Richard E. "Dick" Harris, 1932-2017

March 22, 2017 | 3 min.
MGA

     Richard E. “Dick” Harris, 85, of St. Paul, passed away in Naples, Fla., March 15. Harris, who attended St. Paul Academy and Yale University, was a life-long student of the game of golf and golf administration leader inside and outside of the ropes. He was president of B.W. Harris Co., a clothing manufacturer, a former executive director of Outward Bound, and a top official with the St. Paul Chamber of Commerce. 
     Harris was elected to the MGA board of directors in 1962, the same year that the association inaugurated a new amateur team championship, the MGA Four-Ball, whose idea he’d championed while chairman of the golf committee at Oak Ridge Country Club. Several years later, the MGA Tournament Committee, under Harris’ direction, conceived and implemented a new match-play championship, called the Players. Today, both the Four-Ball and Players are thriving and entering their 55th and 39th years, respectively.
     Harris served as MGA President in 1985-1986, a significant transition period for the golf association. While the industry was entering a sustained period of growth, the MGA was in the process of implementing the USGA Slope Handicap System, an improvement on the existing handicap method. The slope system was “more equitable, more responsive to the golfers’ talents as he or she moved from course to course,” Harris wrote in the Minnesota Golfer, at the time a semi-annual newsletter published to golf stakeholders in Minnesota. Before Harris was through as president, the MGA had purchased a computer to enable the association to mail the Golfer, soon to morph into a full-fledged magazine, to all 64,000 individual members of the MGA. 
     Harris also served the game at the national level, as a member of the USGA’s Museum and Library committee.
     His dedication and organizing skills were evident during his tenure as overall chair of the MGA Centennial Celebrations. All told, nine committees would spend more than three years planning the activities associated with the hundred-year anniversary culminating in a black-tie gala, Aug. 20, 2001, at The Minikahda Club, by the shores of Lake Calhoun in Minneapolis. 

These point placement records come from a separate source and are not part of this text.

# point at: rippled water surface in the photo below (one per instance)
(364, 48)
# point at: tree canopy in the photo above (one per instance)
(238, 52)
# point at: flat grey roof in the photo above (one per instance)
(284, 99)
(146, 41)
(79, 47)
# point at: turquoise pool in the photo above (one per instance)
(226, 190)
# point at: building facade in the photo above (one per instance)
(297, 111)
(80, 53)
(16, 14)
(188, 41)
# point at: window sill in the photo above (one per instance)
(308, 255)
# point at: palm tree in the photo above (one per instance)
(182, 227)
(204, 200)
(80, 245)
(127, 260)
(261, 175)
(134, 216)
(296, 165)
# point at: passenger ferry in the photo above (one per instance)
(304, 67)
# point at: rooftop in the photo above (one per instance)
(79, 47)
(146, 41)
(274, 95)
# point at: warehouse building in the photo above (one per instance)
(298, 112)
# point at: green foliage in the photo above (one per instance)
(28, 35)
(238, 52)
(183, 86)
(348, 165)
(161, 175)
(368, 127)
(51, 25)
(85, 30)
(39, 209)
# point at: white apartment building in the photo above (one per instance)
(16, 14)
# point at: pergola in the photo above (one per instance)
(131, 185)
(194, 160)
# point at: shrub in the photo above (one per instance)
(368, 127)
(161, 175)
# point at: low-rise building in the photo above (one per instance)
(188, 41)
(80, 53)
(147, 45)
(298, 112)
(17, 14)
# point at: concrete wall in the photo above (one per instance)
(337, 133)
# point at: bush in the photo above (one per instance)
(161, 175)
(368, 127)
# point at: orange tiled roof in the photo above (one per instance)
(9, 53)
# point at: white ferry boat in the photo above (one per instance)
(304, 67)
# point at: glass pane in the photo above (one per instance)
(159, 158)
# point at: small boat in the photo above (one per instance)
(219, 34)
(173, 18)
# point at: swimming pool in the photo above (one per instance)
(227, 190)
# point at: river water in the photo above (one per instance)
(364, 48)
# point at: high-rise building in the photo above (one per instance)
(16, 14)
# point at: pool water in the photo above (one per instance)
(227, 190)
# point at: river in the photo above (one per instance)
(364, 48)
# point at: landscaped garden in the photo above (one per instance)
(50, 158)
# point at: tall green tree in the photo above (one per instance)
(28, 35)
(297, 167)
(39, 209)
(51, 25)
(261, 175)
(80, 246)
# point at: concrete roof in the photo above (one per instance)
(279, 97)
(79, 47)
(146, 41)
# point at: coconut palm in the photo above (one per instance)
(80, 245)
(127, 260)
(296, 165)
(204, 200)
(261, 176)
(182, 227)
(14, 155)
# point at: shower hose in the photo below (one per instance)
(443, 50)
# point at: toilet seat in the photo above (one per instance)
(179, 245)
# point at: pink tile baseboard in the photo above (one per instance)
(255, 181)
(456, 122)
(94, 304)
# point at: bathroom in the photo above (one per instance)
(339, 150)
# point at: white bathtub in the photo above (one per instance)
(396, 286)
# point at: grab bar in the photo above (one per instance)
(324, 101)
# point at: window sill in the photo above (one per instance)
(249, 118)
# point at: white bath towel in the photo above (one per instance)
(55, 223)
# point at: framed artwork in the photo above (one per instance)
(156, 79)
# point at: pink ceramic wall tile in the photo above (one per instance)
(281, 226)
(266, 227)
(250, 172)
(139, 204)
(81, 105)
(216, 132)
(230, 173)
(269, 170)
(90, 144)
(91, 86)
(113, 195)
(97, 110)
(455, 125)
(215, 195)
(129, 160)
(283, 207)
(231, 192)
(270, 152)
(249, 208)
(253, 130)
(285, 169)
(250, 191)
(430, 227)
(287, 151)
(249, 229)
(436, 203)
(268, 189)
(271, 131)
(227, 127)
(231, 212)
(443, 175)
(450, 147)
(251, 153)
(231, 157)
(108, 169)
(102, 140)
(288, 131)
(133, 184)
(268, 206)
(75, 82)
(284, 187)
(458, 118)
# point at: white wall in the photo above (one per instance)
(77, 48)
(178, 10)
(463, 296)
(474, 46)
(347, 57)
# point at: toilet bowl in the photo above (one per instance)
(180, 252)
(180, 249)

     “Dick was such a quiet, unassuming man who loved the game. He seemed to me to be so passionate about protecting the integrity of the game and what it stood for in the state of Minnesota,” recollected George Brown III, a centennial committee participant and the author of “100 Years of Minnesota Golf,” published as part of the Centennial Celebrations. 
     “For Dick, it was never about him. It was about what he could do in a small way to better the game of golf in Minnesota,” said Brown.
     Harris also served as the original chair of the MGA Warren J. Rebholz Distinguished Service Award selection committee, honoring individuals who, through their actions, have exemplified the spirit of the game at its highest level and who have made a substantial contribution to the game in Minnesota, or on a national or international level. In 2003, Harris retired from the Rebbie Award committee after leading it for nine years. Just five years later, he was honored as the 2008 recipient of the Rebbie Award – the MGA’s highest award. 
     Harris is survived by his wife of 62 years, Dee Dee, sister, Jane Wilmer, four children and six grandchildren. A graveside service was held March 22 at Mt. Zion Cemetery, St. Paul. In lieu of flowers, memorials are preferred to breastcancereducation.org, the Finberg Education fund, at mzion.org, or the neighborhoodhealthclinic.org.